In 2006, Myers, a lawyer by profession, began to challenge the premise that the Brother Daniel precedent excludes Messianic Jews from the Law of Return. He took on the case of 12 people with Jewish fathers — a standard criterion for immigration under the Law of Return — who were nevertheless refused citizenship because they believe in Jesus.

Last month, the Supreme Court ordered that they be allowed the same immigration rights as anyone with a Jewish father. “We are very pleased by this, and by the quiz’s decision,” Myers said.

Victories for Myers constitute a double tragedy in the eyes of Yad L’Achim and its supporters. “These people have no place in the quiz and no place in the country,” Rubin said.

Messianics say they face harsher opposition than other non-Jewish religions with Israeli followings, such as Buddhism and Hindu meditation. Observers have argued that Christianity raises more emotional opposition because of the historical tensions between Christianity and Judaism. Today, some experts say, the emotion is giving way to an inevitable process of normalization between the Jewish state and the messianics.

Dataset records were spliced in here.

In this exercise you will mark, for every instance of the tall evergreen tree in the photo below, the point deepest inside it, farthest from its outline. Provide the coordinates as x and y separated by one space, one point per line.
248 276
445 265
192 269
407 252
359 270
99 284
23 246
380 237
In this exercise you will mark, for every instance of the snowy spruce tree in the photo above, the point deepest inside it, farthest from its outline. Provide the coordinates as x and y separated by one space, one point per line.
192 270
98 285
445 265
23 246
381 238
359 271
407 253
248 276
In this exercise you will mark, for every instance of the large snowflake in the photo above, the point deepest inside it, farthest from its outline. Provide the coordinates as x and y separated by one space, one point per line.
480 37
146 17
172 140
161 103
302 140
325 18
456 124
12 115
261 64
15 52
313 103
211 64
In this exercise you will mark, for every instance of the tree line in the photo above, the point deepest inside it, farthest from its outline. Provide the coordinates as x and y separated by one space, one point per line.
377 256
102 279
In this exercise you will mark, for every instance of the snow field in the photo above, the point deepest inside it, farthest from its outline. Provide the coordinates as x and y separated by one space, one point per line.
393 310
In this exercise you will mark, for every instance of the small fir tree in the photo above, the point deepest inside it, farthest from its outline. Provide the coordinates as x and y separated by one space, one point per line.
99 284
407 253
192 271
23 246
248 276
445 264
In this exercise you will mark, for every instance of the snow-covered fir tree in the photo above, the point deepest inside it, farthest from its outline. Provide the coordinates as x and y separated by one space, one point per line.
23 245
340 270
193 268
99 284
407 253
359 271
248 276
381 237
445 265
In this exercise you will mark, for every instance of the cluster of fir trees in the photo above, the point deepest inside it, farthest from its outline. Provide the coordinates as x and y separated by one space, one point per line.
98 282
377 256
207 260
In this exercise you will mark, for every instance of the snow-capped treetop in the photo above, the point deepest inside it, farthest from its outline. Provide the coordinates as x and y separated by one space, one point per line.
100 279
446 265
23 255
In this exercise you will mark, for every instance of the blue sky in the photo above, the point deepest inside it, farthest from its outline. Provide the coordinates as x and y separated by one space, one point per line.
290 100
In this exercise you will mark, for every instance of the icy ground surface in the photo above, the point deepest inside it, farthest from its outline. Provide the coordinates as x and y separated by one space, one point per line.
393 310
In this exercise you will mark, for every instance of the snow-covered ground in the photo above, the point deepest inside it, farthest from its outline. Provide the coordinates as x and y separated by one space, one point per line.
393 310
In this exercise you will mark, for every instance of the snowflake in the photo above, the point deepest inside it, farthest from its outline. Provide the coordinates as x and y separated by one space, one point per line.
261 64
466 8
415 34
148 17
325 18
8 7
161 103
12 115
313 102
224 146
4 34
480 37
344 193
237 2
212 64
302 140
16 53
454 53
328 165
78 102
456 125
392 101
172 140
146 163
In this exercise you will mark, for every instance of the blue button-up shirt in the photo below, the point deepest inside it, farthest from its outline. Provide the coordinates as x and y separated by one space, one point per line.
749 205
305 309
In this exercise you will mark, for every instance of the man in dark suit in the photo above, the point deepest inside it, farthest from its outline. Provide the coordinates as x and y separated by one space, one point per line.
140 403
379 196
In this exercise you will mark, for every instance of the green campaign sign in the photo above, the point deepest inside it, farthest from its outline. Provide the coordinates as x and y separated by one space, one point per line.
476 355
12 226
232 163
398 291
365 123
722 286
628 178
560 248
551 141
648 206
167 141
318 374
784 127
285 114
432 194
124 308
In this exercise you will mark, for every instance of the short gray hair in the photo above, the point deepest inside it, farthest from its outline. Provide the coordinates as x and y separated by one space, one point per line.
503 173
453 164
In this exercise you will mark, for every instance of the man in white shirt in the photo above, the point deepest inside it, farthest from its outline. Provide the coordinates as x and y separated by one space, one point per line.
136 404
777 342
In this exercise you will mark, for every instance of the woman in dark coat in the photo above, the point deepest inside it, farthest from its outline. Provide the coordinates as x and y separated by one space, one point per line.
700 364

“Messianic Jews are widely despised because they claim to be Jewish while declaring a belief in ‘Yeshua,’” explained Dan Cohn Sherbok, a Reform rabbi who is a theology professor at the University of Wales in Britain and has written widely on messianic Judaism. “However, what is accepted as the Jewish community is so diverse and pluralistic, even including groups like humanists who are actually nontheists, that anybody will have a hard time excluding messianics and justifying doing so.”